Language taps the coordinated function of many of the brain areas discussed above. Language requires highly sophisticated perceptual abilities, to be able to discriminate different speech sounds and different letters and combinations thereof (just listen and look at an unfamiliar foreign language to experience how amazing your own native language perceptual abilities are, which you take for granted). Likewise, sophisticated motor output abilities are required to produce the sounds and write the letters and words of language. In between, language requires some of the most demanding forms of cognitive processing, to keep track of the grammatical and semantic information streaming past you, often at high speed. This requires sophisticated executive function and working memory abilities, in addition to powerful distributed posterior-cortical semantic representations to integrate all the semantic information.

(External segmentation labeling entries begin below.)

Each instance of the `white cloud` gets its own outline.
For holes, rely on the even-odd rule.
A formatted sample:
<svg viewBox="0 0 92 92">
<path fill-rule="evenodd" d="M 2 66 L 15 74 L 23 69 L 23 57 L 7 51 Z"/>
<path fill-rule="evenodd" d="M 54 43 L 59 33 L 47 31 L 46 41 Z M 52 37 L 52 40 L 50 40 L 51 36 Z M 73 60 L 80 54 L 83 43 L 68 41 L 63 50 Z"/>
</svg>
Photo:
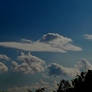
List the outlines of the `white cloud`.
<svg viewBox="0 0 92 92">
<path fill-rule="evenodd" d="M 86 59 L 82 59 L 81 61 L 79 61 L 75 65 L 75 67 L 81 72 L 87 72 L 88 70 L 92 70 L 92 64 Z"/>
<path fill-rule="evenodd" d="M 0 54 L 0 60 L 9 61 L 10 58 L 7 55 Z"/>
<path fill-rule="evenodd" d="M 92 34 L 85 34 L 84 38 L 87 40 L 92 40 Z"/>
<path fill-rule="evenodd" d="M 62 77 L 74 77 L 80 74 L 77 68 L 67 68 L 62 65 L 52 63 L 48 66 L 49 75 L 62 76 Z"/>
<path fill-rule="evenodd" d="M 40 40 L 32 42 L 23 39 L 22 42 L 0 42 L 0 46 L 27 51 L 62 52 L 81 51 L 82 48 L 73 45 L 72 39 L 57 33 L 47 33 Z"/>
<path fill-rule="evenodd" d="M 45 68 L 45 62 L 36 56 L 32 56 L 30 53 L 25 55 L 22 53 L 18 56 L 18 61 L 21 64 L 13 61 L 13 69 L 16 72 L 23 72 L 25 74 L 34 74 L 36 72 L 43 72 Z"/>
<path fill-rule="evenodd" d="M 8 67 L 4 63 L 0 62 L 0 72 L 7 72 L 7 71 Z"/>
</svg>

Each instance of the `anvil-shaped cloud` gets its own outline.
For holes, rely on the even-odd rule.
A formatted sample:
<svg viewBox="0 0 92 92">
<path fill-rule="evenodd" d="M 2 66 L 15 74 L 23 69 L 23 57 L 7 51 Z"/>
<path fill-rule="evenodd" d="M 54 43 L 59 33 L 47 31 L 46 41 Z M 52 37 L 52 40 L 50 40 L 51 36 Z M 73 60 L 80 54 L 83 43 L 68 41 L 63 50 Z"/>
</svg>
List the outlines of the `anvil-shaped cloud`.
<svg viewBox="0 0 92 92">
<path fill-rule="evenodd" d="M 0 42 L 0 46 L 26 51 L 62 52 L 81 51 L 82 48 L 72 44 L 72 39 L 57 33 L 47 33 L 37 41 L 22 39 L 21 42 Z"/>
</svg>

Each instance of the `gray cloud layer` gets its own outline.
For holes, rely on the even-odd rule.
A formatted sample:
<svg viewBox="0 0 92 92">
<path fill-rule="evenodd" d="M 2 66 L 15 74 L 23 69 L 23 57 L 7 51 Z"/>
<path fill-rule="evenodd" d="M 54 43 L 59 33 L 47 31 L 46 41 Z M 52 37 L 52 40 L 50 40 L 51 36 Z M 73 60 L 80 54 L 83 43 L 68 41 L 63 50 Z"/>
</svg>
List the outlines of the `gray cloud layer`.
<svg viewBox="0 0 92 92">
<path fill-rule="evenodd" d="M 62 52 L 81 51 L 82 48 L 73 45 L 72 39 L 57 33 L 47 33 L 40 40 L 32 42 L 22 39 L 22 42 L 0 42 L 0 46 L 27 51 Z"/>
<path fill-rule="evenodd" d="M 86 59 L 78 62 L 73 68 L 64 67 L 56 63 L 48 65 L 48 73 L 53 76 L 75 77 L 80 72 L 86 72 L 88 70 L 92 70 L 92 65 Z"/>
<path fill-rule="evenodd" d="M 20 61 L 21 64 L 18 64 L 15 61 L 12 62 L 13 70 L 16 72 L 34 74 L 36 72 L 44 71 L 45 68 L 45 62 L 36 56 L 32 56 L 30 53 L 28 55 L 22 53 L 18 56 L 18 61 Z"/>
</svg>

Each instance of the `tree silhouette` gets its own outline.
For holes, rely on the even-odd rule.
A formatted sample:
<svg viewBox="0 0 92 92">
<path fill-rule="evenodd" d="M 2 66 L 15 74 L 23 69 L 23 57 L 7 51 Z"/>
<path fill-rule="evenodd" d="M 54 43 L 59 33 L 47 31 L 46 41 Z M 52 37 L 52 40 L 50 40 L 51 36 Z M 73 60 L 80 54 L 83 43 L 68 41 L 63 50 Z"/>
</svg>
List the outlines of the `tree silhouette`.
<svg viewBox="0 0 92 92">
<path fill-rule="evenodd" d="M 90 90 L 90 91 L 89 91 Z M 92 92 L 92 70 L 82 72 L 75 79 L 71 80 L 71 84 L 67 80 L 61 80 L 58 89 L 52 92 Z M 28 92 L 32 92 L 28 90 Z M 37 89 L 35 92 L 45 92 L 45 88 Z"/>
</svg>

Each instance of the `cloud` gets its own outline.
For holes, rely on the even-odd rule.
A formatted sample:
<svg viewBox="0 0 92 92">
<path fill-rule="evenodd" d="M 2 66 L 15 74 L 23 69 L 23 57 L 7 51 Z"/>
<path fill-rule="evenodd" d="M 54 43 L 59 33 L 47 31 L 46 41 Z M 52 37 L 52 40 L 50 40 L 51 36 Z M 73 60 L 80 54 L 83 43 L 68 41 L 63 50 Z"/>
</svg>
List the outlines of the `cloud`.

Our exploration of language starts with a small-scale model of reading, that interconnects orthographic (writing), phonological (speech), and semantic representations of individual words, to form a distributed lexicon -- there isn't one place where all word information is stored -- instead it is distributed across brain areas that are specialized for processing the relevant perceptual, motor, and semantic information. Interestingly, we can simulate various forms of acquired dyslexia (e.g., from stroke or other forms of brain injury) by damaging specific pathways in this model, providing an important way of establishing neural correlates of language function in humans, where invasive experiments are not possible.
We then zoom in on the orthography to phonology pathway to explore issues with regularities and exceptions in this spelling-to-sound mapping, which has been the topic of considerable debate. We show that the object recognition model from the perception chapter has an important blend of features that support both regular and exception mappings, and this model pronounces nonword probe inputs much like people do, demonstrating that it has extracted similar underlying knowledge about the English mapping structure.
Next, we zoom in on the semantics pathway, exploring how a self-organizing network can learn to encode statistical regularities in word co-occurance, that give rise to semantic representations that are remarkably effective in capturing the similarity structure of words. We train this network on an early draft of the first edition of this text, so you should be familiar with the relevant semantics!
Finally, we tackle the interactions between syntax and semantics in the context of processing the meaning of sentences, using the notion of a sentence gestalt representation, that uses coarse-coded distributed representations to encode the overall meaning of the sentence, integrating both syntactic and semantic cues. This is a distinctly neural approach to syntax, as contrasted with the symbolic, highly structured approaches often employed in linguistic theories.